Most of the work happens in master_thread. There are three calib_host calls and each of these peg a TX sample index to an RX sample index.

The first call takes board A and pegs the TX to the RX so now we know what sample going out of the DAC corresponds to what sample coming in the ADC minus the propagation delay which also includes the circuitry.

The second call does the same for board B, and finally the third call pegs board A’s RX to board B’s TX.

At this point, all four asynchronous chains have been synchronized! As I said, the propagation delay would still need to be computed but if you had the boards close together, you’d have to do a sub-sample.

I had wanted to aim for a sub-sample synchronization, and I feel like it would have been possible to do. I hope maybe it serves as something someone else can do and extend. It just isn’t possible for me to experiment with my boards with such a high-powered RF transmitter nearby, but I hope for someone else the fun of learning and experimenting will be there!

Please, enjoy! I hope it works just as I intended.

I was able to get some small tests done early on before the interference became too great. It synchronized between two boards on a TX and RX channel. So, I know it works. I should take some time and explain more about how it works.

What I do is generate a slowly modulated FM signal. The deviation is like 5e3-hertz and on the RX side you grab snapshots. I could have tried to do a more continuous processing (real-time) but I opted for the less processing intensive method of just grabbing snapshots. You look for the lowest deviation and you keep grabbing snapshot and trying to find the perfect point that has that low deviation.

Each time you find a low deviation to request the TX/slave thread to send its counter value which is the sample index it sends the last 4-second transmission on. I’m using a FM modulation frequency of 0.25-hertz so it lasts 4-seconds. I also start the lowest deviation on the first sample. So, this means the TX’s counter value (sample index) will match the RX’s counter (sample index) minus the propagation delay.
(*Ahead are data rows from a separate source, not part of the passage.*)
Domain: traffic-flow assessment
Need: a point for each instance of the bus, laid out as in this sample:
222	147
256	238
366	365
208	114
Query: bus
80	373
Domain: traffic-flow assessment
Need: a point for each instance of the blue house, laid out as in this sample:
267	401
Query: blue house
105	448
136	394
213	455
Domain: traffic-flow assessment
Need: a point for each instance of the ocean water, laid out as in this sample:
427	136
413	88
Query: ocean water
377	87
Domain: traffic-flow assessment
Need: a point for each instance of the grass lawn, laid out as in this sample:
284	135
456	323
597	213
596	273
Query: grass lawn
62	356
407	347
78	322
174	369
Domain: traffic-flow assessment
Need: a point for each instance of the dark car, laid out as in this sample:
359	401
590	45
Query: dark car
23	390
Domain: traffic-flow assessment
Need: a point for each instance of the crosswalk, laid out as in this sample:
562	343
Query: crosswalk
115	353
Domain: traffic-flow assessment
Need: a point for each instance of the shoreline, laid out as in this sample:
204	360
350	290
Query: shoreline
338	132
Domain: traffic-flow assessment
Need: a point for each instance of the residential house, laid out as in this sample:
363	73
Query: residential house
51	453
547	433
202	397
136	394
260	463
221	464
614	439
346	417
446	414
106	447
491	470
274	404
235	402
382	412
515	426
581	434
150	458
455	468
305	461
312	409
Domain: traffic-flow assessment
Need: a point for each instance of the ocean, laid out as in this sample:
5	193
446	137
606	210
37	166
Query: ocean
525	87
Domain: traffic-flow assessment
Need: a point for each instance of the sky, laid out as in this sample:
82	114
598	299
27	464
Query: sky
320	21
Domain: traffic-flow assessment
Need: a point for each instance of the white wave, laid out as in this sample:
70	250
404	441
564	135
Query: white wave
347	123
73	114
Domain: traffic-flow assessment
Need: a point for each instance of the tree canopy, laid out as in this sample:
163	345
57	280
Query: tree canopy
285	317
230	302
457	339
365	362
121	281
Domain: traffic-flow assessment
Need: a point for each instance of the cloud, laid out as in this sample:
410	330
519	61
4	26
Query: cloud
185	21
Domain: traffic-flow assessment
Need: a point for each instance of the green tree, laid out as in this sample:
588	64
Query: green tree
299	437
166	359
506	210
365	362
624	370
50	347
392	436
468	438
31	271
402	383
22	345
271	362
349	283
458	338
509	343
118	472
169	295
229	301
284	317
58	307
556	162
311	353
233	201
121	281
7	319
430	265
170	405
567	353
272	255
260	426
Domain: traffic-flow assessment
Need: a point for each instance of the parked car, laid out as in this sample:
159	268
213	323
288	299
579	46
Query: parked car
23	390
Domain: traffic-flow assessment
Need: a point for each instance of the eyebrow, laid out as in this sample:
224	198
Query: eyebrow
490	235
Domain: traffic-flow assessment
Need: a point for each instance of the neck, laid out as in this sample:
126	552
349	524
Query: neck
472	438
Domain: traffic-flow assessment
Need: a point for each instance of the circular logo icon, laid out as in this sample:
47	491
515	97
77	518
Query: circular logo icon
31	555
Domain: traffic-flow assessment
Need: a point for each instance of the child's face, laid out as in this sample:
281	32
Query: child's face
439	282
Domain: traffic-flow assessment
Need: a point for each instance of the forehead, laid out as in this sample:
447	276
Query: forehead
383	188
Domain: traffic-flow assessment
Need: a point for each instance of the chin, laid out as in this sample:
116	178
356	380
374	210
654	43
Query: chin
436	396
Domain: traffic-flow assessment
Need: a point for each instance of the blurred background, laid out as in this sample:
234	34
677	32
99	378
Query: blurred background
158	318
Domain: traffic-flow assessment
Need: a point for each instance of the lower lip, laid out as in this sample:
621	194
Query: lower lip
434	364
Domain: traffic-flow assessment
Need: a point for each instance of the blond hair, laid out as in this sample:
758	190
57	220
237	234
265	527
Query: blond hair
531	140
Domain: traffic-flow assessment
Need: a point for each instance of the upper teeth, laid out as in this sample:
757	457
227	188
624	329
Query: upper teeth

Now, since the entire cycle takes 4-seconds that is a big enough window for the message to go from the master thread to the TX thread and back. This is an important part of the process. This is also why you might not want to sample for an entire 4-second window because by the time you’re done the TX counter may have advanced. If the code isn’t quick enough you get the next counter value and of course the synchronization is off by 4-seconds.

There are some ways to test the synchronization! This means the experiment could have used a second part to validate correctness. I leave that as an exercise for whoever does this experiment.

I also feel that 4-seconds is a good amount of time for synchronization over something like Ethernet or the Internet. So, in theory, you could do more than two boards and you could put them as a great distance! This would allow you to do some cool things.